WSWS reporters visited the family of Lance Corporal G. Suresh in the village of Dunuwila in the central hill district. He was just 20 when he was killed on November 9 in the battle for Kilinochchi.


Dunuwila is a difficult village to reach. There is no proper road. The villagers do not earn enough through their traditional cultivation of crops such as coffee, cocoa, cloves, and nutmeg. So many young people have been driven to join the military.


Suresh's parents live in a thatch house roofed with tin sheeting. His father is a carpenter and his elder brother is a construction worker. His two young sisters are still studying.
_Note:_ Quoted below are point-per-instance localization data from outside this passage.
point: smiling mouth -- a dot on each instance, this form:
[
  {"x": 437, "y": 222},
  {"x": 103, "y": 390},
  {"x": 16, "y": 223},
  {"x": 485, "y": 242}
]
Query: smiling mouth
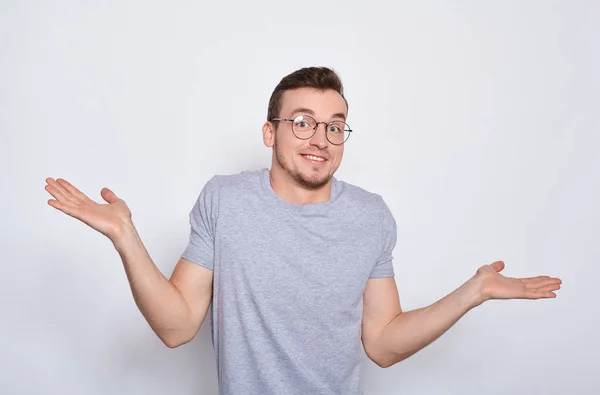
[{"x": 314, "y": 158}]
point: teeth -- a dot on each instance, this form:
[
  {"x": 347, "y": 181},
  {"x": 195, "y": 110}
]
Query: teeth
[{"x": 314, "y": 158}]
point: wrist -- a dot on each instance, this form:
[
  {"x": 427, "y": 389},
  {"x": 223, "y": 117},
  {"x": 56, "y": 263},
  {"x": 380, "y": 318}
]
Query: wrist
[
  {"x": 123, "y": 234},
  {"x": 474, "y": 292}
]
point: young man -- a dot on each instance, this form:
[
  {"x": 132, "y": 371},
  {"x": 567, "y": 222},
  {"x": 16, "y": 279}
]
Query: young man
[{"x": 297, "y": 264}]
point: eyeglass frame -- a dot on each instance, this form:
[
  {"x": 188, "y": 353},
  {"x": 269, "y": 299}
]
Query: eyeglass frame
[{"x": 349, "y": 130}]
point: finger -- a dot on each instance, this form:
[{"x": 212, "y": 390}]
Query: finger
[
  {"x": 55, "y": 192},
  {"x": 540, "y": 280},
  {"x": 498, "y": 266},
  {"x": 58, "y": 191},
  {"x": 541, "y": 293},
  {"x": 109, "y": 195},
  {"x": 547, "y": 288},
  {"x": 76, "y": 193}
]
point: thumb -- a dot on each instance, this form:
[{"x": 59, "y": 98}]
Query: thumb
[
  {"x": 109, "y": 195},
  {"x": 498, "y": 266}
]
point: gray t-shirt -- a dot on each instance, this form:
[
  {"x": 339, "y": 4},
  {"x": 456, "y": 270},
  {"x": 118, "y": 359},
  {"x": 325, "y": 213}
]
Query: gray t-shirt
[{"x": 288, "y": 282}]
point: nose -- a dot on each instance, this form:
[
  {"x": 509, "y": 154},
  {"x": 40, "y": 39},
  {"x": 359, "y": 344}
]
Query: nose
[{"x": 319, "y": 139}]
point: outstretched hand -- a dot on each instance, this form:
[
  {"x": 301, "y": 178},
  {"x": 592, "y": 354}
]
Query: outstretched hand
[
  {"x": 496, "y": 286},
  {"x": 109, "y": 219}
]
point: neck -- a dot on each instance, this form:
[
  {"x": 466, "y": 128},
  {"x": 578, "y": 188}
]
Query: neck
[{"x": 292, "y": 192}]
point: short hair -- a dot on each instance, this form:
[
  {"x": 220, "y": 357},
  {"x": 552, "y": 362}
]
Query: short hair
[{"x": 322, "y": 78}]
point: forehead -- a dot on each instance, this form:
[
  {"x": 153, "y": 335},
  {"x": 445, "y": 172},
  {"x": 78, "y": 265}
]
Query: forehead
[{"x": 324, "y": 103}]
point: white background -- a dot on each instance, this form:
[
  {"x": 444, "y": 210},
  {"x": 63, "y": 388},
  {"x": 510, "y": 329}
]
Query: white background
[{"x": 477, "y": 121}]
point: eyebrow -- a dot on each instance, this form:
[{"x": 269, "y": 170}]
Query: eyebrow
[{"x": 311, "y": 112}]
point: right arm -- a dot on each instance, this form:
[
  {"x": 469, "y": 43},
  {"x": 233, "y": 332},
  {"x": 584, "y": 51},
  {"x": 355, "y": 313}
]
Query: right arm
[{"x": 175, "y": 308}]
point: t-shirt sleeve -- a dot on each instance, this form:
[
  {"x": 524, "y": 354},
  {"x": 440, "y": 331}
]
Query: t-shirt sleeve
[
  {"x": 384, "y": 266},
  {"x": 203, "y": 224}
]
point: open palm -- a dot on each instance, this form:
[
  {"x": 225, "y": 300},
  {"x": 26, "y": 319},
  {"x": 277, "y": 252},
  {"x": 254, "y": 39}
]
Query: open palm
[
  {"x": 108, "y": 219},
  {"x": 496, "y": 286}
]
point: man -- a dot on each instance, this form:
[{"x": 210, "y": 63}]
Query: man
[{"x": 297, "y": 264}]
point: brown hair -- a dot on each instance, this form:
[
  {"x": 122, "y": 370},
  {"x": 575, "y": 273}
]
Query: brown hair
[{"x": 321, "y": 78}]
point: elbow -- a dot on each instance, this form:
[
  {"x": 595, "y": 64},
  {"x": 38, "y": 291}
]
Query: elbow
[
  {"x": 384, "y": 363},
  {"x": 172, "y": 341},
  {"x": 381, "y": 360}
]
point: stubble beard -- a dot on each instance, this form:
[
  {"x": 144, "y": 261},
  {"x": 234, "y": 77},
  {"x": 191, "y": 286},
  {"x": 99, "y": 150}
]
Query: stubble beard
[{"x": 297, "y": 175}]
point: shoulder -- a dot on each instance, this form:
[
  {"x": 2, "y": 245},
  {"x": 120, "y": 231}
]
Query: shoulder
[
  {"x": 355, "y": 195},
  {"x": 235, "y": 185}
]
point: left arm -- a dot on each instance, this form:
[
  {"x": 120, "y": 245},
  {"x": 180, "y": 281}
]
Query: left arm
[{"x": 390, "y": 335}]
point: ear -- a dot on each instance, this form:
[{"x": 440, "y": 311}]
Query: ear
[{"x": 269, "y": 134}]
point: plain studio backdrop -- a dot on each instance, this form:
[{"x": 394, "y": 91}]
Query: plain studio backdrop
[{"x": 477, "y": 122}]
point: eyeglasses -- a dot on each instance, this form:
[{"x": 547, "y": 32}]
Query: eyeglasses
[{"x": 305, "y": 126}]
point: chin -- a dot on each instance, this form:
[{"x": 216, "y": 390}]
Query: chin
[{"x": 314, "y": 181}]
Suresh stopped his studies and joined the army in order to earn the money to build a new house and to enable his sisters to study and marry.


Suresh worked at several places after leaving the school but quit those jobs because the pay was poor. He finally joined the military, ignoring his father's objections. "Anything might happen to me. But you will get something," Suresh had told his father. 


Suresh joined the army this year, finished his training in October and was attached to the Gajaba regiment. Suresh telephoned his mother on October 24, saying: "We have been asked to go the front lines, but do not know which area I am going to."


His mother angrily told the WSWS: "Why after such short training like this was he put into the fighting. Even to drive a vehicle one needs some training. My son died young because of this war. The government is responsible for his death."